There is no definite answer. If it is there, it is rather relative. Most people know the number of calories in the food items they buy by reading the label. Nevertheless, if you ask them how many calories they should eat per day, most of them have no clue. Of course, if you have to probe further and would like to know how many calories they should eat in order to increase their weight or maintain it at the existing level or reduce it, do not expect any valid answer.
However, you can use a rule of thumb to get the approximate number of calories you need per day. For Instance, assume your weight is 200 pounds. Multiplying the number by 10, you get 2000 (that is, 200 X 10 = 2000). It means you should eat 2000 calories per day to maintain your current weight. Eat less to lose weight and more to gain it. If you consume 3500 fewer calories per week at the rate of 500 calories per day, you are likely to lose one pound of weight.
Even when you are resting (or sleeping), your body needs some energy (calories) to carry out all its vital functions like those of the lungs, heart, kidneys and so on.
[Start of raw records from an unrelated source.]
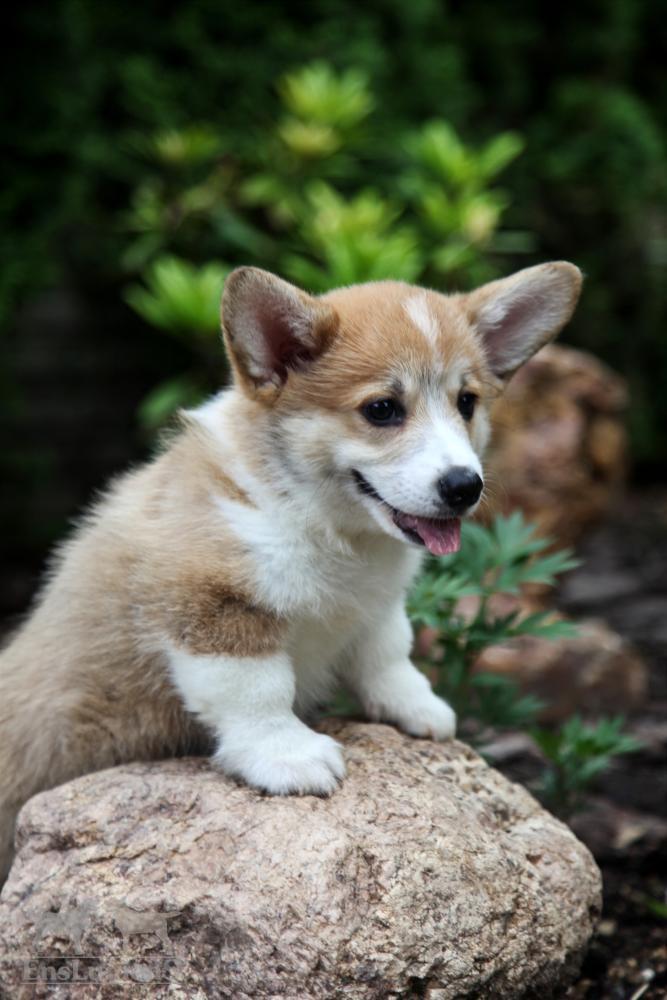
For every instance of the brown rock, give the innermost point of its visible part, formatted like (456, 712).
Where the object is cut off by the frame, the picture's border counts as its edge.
(595, 672)
(560, 445)
(426, 874)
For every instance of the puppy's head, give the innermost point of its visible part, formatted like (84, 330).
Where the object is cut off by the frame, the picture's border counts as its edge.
(376, 396)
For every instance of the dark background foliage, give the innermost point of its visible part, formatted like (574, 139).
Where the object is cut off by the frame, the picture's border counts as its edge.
(583, 84)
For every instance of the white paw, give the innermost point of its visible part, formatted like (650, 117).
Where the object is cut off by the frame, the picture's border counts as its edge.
(427, 715)
(286, 759)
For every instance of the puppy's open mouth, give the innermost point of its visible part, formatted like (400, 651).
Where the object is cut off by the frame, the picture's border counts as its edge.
(441, 536)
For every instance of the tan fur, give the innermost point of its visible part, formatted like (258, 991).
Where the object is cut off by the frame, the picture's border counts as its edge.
(84, 683)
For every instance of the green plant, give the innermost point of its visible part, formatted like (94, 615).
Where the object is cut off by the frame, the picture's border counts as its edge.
(493, 560)
(299, 203)
(184, 301)
(577, 754)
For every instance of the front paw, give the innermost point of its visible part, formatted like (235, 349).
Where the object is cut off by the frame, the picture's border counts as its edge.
(427, 716)
(404, 696)
(287, 759)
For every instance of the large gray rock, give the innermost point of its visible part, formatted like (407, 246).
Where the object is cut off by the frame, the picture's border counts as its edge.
(426, 874)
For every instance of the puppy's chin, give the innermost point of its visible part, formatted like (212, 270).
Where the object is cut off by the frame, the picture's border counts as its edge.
(439, 536)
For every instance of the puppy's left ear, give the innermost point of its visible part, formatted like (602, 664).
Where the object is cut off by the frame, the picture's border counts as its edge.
(272, 328)
(516, 316)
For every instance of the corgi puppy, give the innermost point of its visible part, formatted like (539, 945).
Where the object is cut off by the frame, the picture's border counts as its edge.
(214, 597)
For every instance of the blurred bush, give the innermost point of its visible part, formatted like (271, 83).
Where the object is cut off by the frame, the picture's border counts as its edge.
(298, 203)
(160, 132)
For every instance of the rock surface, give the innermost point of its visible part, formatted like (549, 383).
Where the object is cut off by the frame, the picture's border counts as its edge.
(427, 875)
(559, 449)
(595, 671)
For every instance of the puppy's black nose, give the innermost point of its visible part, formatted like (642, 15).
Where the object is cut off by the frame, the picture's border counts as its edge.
(460, 488)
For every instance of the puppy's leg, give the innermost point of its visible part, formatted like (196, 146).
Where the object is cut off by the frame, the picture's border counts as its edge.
(378, 669)
(248, 701)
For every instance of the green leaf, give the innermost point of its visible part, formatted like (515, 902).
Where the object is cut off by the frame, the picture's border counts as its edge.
(180, 297)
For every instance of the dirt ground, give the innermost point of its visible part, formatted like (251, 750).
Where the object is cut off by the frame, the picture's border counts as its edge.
(623, 580)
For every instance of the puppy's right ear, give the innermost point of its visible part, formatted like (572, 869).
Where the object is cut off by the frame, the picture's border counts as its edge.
(272, 328)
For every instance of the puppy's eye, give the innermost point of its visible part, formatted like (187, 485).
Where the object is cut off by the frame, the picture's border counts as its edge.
(384, 412)
(466, 404)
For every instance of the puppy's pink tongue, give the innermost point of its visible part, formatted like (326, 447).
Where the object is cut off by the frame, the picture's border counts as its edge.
(441, 537)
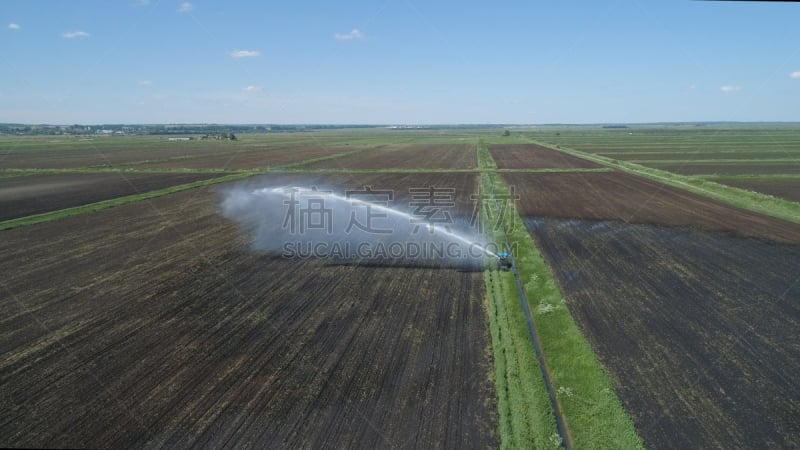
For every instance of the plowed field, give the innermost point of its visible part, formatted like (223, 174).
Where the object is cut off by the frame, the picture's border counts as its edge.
(154, 324)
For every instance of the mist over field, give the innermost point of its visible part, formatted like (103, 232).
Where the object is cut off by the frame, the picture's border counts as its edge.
(316, 222)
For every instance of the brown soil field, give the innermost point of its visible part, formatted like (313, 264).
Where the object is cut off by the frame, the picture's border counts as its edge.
(99, 153)
(406, 157)
(245, 158)
(689, 156)
(531, 156)
(697, 329)
(786, 189)
(728, 169)
(158, 153)
(153, 324)
(34, 194)
(632, 199)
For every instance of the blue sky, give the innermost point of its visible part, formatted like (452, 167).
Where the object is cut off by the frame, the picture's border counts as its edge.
(398, 61)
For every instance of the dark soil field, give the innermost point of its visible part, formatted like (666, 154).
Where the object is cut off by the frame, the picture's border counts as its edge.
(428, 156)
(153, 324)
(632, 199)
(755, 168)
(531, 156)
(697, 329)
(26, 195)
(786, 189)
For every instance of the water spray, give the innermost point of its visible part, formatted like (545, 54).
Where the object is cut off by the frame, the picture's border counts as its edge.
(305, 222)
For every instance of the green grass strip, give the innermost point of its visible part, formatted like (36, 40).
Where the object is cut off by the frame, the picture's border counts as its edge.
(741, 198)
(105, 204)
(525, 417)
(594, 414)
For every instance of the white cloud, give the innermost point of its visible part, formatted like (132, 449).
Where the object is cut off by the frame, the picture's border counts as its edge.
(74, 34)
(355, 34)
(236, 54)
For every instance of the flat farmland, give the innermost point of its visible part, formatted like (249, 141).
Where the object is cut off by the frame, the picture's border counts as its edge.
(628, 198)
(788, 188)
(406, 156)
(153, 324)
(249, 152)
(34, 194)
(721, 168)
(75, 152)
(697, 329)
(246, 158)
(700, 154)
(532, 156)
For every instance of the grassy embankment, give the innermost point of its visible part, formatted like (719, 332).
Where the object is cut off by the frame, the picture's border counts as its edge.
(593, 414)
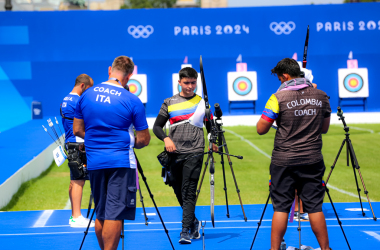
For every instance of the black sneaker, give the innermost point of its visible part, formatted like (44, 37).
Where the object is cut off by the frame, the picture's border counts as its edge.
(185, 237)
(194, 230)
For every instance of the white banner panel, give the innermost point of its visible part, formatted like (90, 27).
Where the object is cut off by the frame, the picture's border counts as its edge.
(138, 86)
(353, 83)
(242, 86)
(177, 87)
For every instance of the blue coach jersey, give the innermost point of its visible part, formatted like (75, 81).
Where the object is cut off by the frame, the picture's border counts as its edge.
(110, 113)
(68, 110)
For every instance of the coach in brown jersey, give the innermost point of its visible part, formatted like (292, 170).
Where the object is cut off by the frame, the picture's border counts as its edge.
(302, 114)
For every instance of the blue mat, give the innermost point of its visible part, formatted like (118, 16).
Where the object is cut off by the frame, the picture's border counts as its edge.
(21, 144)
(50, 230)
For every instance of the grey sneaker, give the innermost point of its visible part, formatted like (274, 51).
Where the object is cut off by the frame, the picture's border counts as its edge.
(195, 230)
(185, 237)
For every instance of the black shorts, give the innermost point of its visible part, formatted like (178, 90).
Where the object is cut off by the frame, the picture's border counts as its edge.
(86, 178)
(307, 179)
(114, 191)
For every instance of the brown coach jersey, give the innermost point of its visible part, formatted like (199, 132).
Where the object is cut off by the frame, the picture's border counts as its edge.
(299, 114)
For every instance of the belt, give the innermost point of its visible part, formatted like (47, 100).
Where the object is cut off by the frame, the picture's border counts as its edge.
(179, 123)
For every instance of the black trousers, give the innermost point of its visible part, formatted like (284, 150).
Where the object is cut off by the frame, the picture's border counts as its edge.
(186, 176)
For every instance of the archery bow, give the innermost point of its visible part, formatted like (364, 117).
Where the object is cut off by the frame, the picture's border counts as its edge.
(304, 61)
(212, 140)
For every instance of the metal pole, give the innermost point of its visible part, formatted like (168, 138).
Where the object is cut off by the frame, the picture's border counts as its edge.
(8, 5)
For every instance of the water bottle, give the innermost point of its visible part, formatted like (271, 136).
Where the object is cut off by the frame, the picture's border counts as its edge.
(283, 245)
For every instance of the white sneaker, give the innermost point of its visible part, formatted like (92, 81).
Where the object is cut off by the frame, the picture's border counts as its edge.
(81, 222)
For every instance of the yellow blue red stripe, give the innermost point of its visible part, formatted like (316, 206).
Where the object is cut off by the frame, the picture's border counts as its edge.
(272, 109)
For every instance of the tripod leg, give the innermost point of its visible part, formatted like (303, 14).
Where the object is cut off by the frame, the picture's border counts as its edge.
(224, 175)
(336, 214)
(89, 205)
(233, 175)
(86, 232)
(355, 165)
(122, 235)
(151, 196)
(299, 222)
(142, 204)
(259, 223)
(203, 175)
(336, 159)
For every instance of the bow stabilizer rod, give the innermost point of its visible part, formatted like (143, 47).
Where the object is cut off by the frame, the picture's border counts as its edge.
(304, 61)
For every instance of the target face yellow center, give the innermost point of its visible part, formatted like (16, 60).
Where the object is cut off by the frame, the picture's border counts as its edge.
(353, 82)
(132, 88)
(242, 85)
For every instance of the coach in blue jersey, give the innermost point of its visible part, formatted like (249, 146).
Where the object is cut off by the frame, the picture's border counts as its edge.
(68, 106)
(106, 117)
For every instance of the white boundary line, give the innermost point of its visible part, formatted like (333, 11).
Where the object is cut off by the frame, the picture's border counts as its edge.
(160, 229)
(43, 218)
(232, 221)
(348, 193)
(373, 234)
(258, 149)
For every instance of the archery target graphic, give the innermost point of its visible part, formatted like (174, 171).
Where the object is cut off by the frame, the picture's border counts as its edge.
(138, 86)
(353, 83)
(177, 88)
(242, 86)
(135, 87)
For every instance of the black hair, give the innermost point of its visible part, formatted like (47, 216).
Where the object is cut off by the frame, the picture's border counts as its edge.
(83, 78)
(124, 64)
(188, 73)
(287, 66)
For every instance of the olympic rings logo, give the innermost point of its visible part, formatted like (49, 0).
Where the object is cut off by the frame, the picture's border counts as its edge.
(140, 31)
(282, 27)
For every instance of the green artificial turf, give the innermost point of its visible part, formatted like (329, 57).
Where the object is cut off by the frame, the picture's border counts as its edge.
(50, 190)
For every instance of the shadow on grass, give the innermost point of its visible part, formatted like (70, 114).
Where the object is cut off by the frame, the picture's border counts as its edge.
(23, 188)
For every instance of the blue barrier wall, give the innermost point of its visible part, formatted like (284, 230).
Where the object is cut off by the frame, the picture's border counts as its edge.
(43, 52)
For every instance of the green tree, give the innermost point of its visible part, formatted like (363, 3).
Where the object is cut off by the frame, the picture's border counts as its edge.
(147, 4)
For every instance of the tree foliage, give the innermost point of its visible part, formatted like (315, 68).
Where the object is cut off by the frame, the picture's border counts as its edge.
(148, 4)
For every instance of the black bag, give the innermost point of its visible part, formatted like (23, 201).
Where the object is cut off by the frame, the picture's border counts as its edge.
(166, 174)
(77, 160)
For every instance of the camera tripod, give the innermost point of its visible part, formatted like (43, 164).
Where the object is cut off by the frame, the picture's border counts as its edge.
(299, 221)
(218, 135)
(140, 170)
(354, 162)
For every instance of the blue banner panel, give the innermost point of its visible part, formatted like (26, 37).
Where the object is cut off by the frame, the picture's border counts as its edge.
(63, 45)
(14, 35)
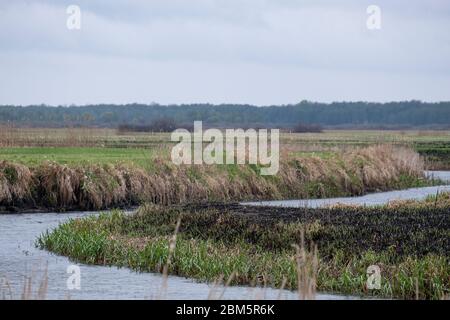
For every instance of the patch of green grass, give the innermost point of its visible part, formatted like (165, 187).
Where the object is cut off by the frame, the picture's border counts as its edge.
(77, 155)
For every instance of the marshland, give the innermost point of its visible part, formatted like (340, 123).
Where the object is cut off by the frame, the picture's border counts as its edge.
(188, 224)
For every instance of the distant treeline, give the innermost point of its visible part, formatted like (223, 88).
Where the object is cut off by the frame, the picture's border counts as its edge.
(392, 115)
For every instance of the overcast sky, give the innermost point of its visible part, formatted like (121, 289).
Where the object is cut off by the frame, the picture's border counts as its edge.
(223, 51)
The minimum number of calories required for sustaining life in an individual when resting or sleeping is calculated with the help of a formula. It is called the Basal Metabolic Rate (BMR). Children, youth, tall and lean people and pregnant women have higher BMR. If you have a fever or are under some stress, your BMR comes down. Fasting raises it. In other words, BMR changes as the variables change.
The Harris-Benedict Equation is more accurate than the rule of thumb for giving the number of calories you should eat per day, as it takes into consideration your activity level also, along with your height (in inches), weight (in pounds), age (in years) male or female, which are the bases for calculating your BMR. First calculate your BMR and multiply it with the appropriate activity factor in order to arrive at the number of calories you should eat per day to maintain your present weight. For instance, if your BMR is 2000 and the activity factor applicable is 1.2 (assuming you lead a sedentary life, with little or no activity), the number of calories you need per day is given by 2000 X 1.2 = 2400. This number naturally increases as the activity level increases. The other activity factors for progressively higher levels of activity are 1.375, 1.55, 1.725 and 1.9. Several websites offer help in calculating your BMR as well as your daily calorie-intake, if you supply all the necessary details.
Every individual is unique in respect of calorie needs. As there is no uniform number of calories that all healthy individuals should eat everyday, and as most people are confused about it, the US Department of Agriculture has thrown some light on the issue. Its chart gives you a general idea about your caloric needs.
For specific advice regarding the calorie-intake applicable in your particular case, you must consult your doctor or dietician.